Antivirus companies have issued software updates and alerts about Bagle.Q, R, S, and T. The new versions of the worm, which first appeared in January, do not carry file attachments containing the virus. Instead, they use a months-old Microsoft Windows security hole to break into vulnerable machines, experts say.

"It's really nasty. Just previewing a message in an e-mail client could download the virus to your computer," says Graham Cluley, senior technology consultant at Sophos PLC in Abingdon, UK.

New Tactic

The security hole used by the worm is known as the Internet Explorer Object Data Remote Execution vulnerability, and concerns a problem with the way the Internet Explorer Web browser interprets Hypertext Transfer Protocol data. The vulnerability, MS03-032, was patched by the Redmond, Washington-based Microsoft in August 2003.

Previous versions of Bagle have shipped off copies of the virus as e-mail file attachments with .zip, .exe, and .scr extensions, among others.

Antivirus and antispam products can block the spread of such viruses by scanning incoming e-mail attachments, identifying the virus file by the name, size, and other telltale characteristics. By forgoing file attachments, the Bagle author has made it easier for the worm to slip by security products, Cluley says.

Like their predecessors, the new Bagle worms arrive in e-mail messages with faked sender addresses and vague subjects such as 'Re: Hello', 'Incoming message', 'Site changes', and 'Re: Hi'.

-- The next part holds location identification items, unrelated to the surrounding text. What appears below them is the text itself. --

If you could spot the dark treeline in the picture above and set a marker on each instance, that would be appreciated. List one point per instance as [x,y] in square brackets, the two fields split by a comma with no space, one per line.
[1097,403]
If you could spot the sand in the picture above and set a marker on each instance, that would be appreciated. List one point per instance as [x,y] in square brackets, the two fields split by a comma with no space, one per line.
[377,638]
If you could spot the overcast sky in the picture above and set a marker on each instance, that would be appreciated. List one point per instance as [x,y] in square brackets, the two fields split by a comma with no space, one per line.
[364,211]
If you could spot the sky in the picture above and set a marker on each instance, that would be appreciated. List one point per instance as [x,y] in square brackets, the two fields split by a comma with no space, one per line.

When opened or previewed on unpatched Windows systems, the Bagle e-mail message first downloads a computer script with a PHP extension from one of a number of predefined Web servers used by the virus author. After it is downloaded, that script runs and downloads, and then runs the actual worm file, says antivirus company F-Secure of Helsinki, Finland.

Fine-Tuned Threat

F-Secure researchers have passed the IP addresses of machines that are hosting the virus file to authorities who are shutting them down, according to Mikko Hyppönen, director of antivirus research at F-Secure.

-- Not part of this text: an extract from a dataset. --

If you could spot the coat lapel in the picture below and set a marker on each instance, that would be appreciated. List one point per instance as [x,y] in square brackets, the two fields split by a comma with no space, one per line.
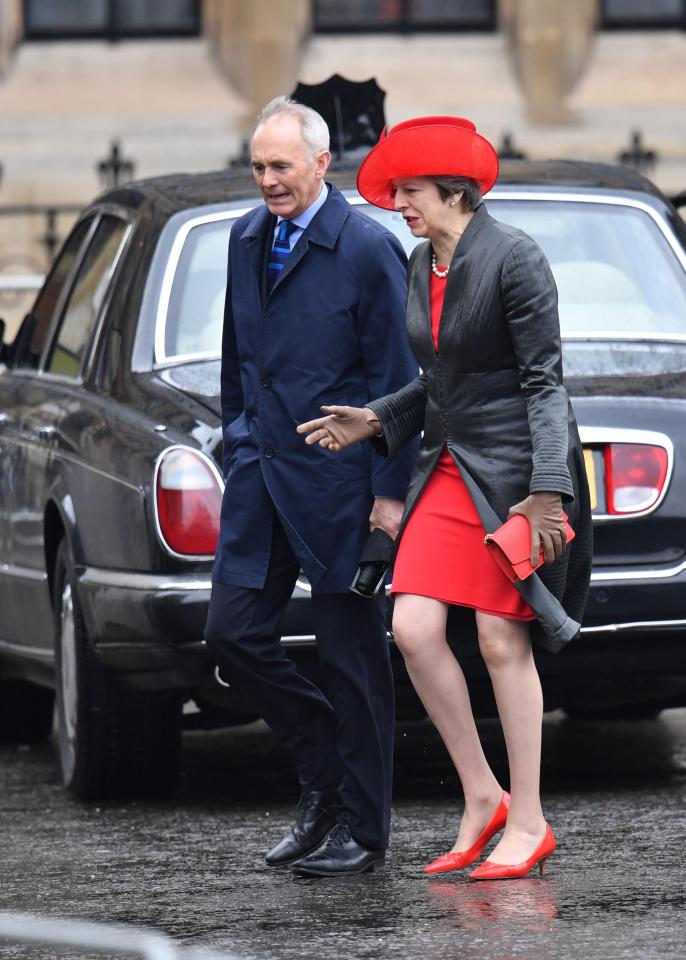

The new Bagle variants prove that the author is continuing to experiment with new techniques to trick security products, says Cluley.

"There's a continuing evolution with Bagle. In the beginning there were regular attachments, then they switched to .zip files, then encrypted .zip files with passwords, then passwords stored in graphics files, and now this," he says.

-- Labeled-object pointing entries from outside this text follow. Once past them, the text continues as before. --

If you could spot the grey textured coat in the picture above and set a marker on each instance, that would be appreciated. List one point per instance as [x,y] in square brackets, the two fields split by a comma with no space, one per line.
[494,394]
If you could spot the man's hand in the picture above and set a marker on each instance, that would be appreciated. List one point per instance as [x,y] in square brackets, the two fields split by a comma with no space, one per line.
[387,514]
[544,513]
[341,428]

The four new variants are closely related and may indicate some tinkering with the worm's code to fix problems, Cluley says. "There may be some bugs in the code that limited its success," he says.

Spreading Infection

Antivirus companies say that the Bagle.Q variant, the first in the latest batch, is the most widespread. F-Secure has rated Bagle.Q a Level 2 threat, indicating "large infections" within a specific region.

F-Secure has recorded infections in more than 20 countries from Bagle.Q, says Hyppönen.

Sophos has evidence of particularly heavy infections in South Korea, Cluley says.

Antivirus companies have posted software updates to detect the new Bagle variants. Computer users are also advised to apply the Microsoft patch, if they have not already done so, to protect against infection by the new Bagle variants.